Watch live outside a vote counting center in New Delhi, as counting of more than 640 million votes in the world’s largest democracy begins after six weeks of voting.
Edited By
YIRMIYAN ARTHUR and MALLIKA SEN
Updated [hour]:[minute] [AMPM] [timezone], [monthFull] [day], [year]
Vote counting is underway in India’s 2024 Lok Sabha election. Results in the world’s largest election could also be among its most consequential; voters are choosing 543 members for the lower house of Parliament for a five-year term.
Here’s what to know:
- When will results be announced?: The vote counting will be updated throughout the day, with the first results expected in the afternoon local time.
- Who is running?: The election pits Prime Minister Narendra Modi, an avowed Hindu nationalist, against a broad alliance of opposition parties that are struggling to play catch up.
- What’s at stake?: For decades, India has clung doggedly to its democratic convictions, largely due to free elections, an independent judiciary, a thriving media, strong opposition and peaceful transition of power. Some of these credentials have eroded under Modi’s 10-year rule, with the polls seen as a test for the country’s democratic values.
As votes are tallied, Indian markets open lower after surging the day before

Election officials carry sealed electronic voting machines at a counting center in Mumbai, India, Tuesday, June 4, 2024. (AP Photo/Rafiq Maqbool)
Indian markets opened lower Tuesday after closing the night before at all-time highs as exit polling projected a comfortable win for Prime Minister Narendra Modi’s Bharatiya Janata Party.
Modi’s business-friendly policies have won him widespread support among India’s corporations and industry. After a decade in power, Modi was widely expected to win a third five-year term.
In early morning trading India’s benchmark stock indices — the NIFTY 50 and the BSE Sensex — were both down by more than 3% as India’s marathon election entered its final phase with the counting of some 642 million ballots.
The Indian market’s opening dip followed a broader trend in Asian markets, which retreated after a report showed U.S. manufacturing contracted in May in the latest sign the economy is slowing.
Why do the Indian elections take so long?
It boils down to two key reasons: the sheer size of India, the world’s most populous country, and the astonishing level of logistics needed to ensure that every registered voter is able to cast their ballot.
Over the years, the duration of voting has wavered. It took nearly four months to complete the vote in India’s first elections in 1951-1952, after it gained independence from British rule, and just four days in 1980. In 2019, voting took 39 days. This year’s election is the second longest.

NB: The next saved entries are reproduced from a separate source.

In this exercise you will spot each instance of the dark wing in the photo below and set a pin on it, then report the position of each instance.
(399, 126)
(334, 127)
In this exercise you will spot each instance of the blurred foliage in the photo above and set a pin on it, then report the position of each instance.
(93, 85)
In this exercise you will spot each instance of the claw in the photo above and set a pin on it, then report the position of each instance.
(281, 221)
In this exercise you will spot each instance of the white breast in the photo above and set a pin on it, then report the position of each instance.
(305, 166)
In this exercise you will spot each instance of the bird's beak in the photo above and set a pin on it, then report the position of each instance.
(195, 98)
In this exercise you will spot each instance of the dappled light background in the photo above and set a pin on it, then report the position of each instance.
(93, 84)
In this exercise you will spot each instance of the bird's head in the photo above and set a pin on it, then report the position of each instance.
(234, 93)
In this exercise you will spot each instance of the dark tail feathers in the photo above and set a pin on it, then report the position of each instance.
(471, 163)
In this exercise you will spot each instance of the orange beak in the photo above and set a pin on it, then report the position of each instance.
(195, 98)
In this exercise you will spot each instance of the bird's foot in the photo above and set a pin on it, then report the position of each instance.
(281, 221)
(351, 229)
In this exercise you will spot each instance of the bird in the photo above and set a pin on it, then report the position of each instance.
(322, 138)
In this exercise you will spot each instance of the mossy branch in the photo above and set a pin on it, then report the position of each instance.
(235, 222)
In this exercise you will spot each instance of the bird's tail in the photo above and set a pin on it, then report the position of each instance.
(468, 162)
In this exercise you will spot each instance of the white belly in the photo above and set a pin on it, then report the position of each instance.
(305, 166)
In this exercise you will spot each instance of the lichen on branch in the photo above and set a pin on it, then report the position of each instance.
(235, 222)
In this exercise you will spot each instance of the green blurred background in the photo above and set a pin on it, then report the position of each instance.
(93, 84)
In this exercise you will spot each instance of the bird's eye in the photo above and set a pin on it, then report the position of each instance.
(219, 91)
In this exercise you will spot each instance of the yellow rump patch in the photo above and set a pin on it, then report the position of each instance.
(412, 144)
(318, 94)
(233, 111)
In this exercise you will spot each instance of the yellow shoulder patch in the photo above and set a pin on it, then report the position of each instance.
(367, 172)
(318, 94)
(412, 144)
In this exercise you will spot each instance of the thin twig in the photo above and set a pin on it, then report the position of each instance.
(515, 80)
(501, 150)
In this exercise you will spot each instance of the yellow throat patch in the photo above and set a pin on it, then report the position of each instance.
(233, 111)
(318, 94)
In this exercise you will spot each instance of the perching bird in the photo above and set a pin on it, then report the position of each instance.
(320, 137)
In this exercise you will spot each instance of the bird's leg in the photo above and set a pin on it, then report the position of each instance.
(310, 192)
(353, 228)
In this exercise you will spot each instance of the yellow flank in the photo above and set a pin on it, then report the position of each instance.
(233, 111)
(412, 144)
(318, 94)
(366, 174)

With 970 million registered voters, the size of India’s electorate is bigger than the combined population of the 27 European Union member states.
While some of India’s 28 state and eight federal territories cast their ballots in a day, voting elsewhere took longer. The largest state, Uttar Pradesh, with 200 million people, voted on all seven days.
WATCH: How does India’s election work? AP Explains
India’s 6-week-long national election came to an end Saturday with most exit polls projecting Prime Minister Narendra Modi is set to extend his decade in power with a third consecutive term.
Counting starts with postal ballots then moves to electronic ones
The counting of some 642 million votes cast in India’s election is being done at various locations around the country by government employees. Chief election commissioner Rajiv Kumar said they were starting with postal ballots and then move on to combining the votes from India’s electronic voting machines.
The process is expected to be completed by the end of the day.
India has close to 970 million eligible voters and votes were cast at more than a million polling stations staggered over the last six weeks.
That brought the final phase into India’s hottest season, with temperatures higher than 45 degrees Celsius (113 Fahrenheit) in some parts of the country, and Kumar said the election officials learned a valuable lesson.
“We should have completed the election at least one month before,” he said ahead of the start of the counting. “We shouldn’t have let it continue into so much heat.”
India begins counting votes
India has begun counting more than 640 million votes in the world’s largest democratic exercise, which was widely expected to return Prime Minister Narendra Modi to a third term after a decade in power.
Nearly 970 million people, more than 10% of the world’s population, were eligible to vote. Turnout was around 66% on average across the seven phases, according to official data.
The tallying of votes Tuesday at counting centers in each of the 543 constituencies where polls were held could stretch into the evening before a final result is declared by the Election Commission of India.
But leads will start to emerge earlier, which will give an idea of where the results may be headed.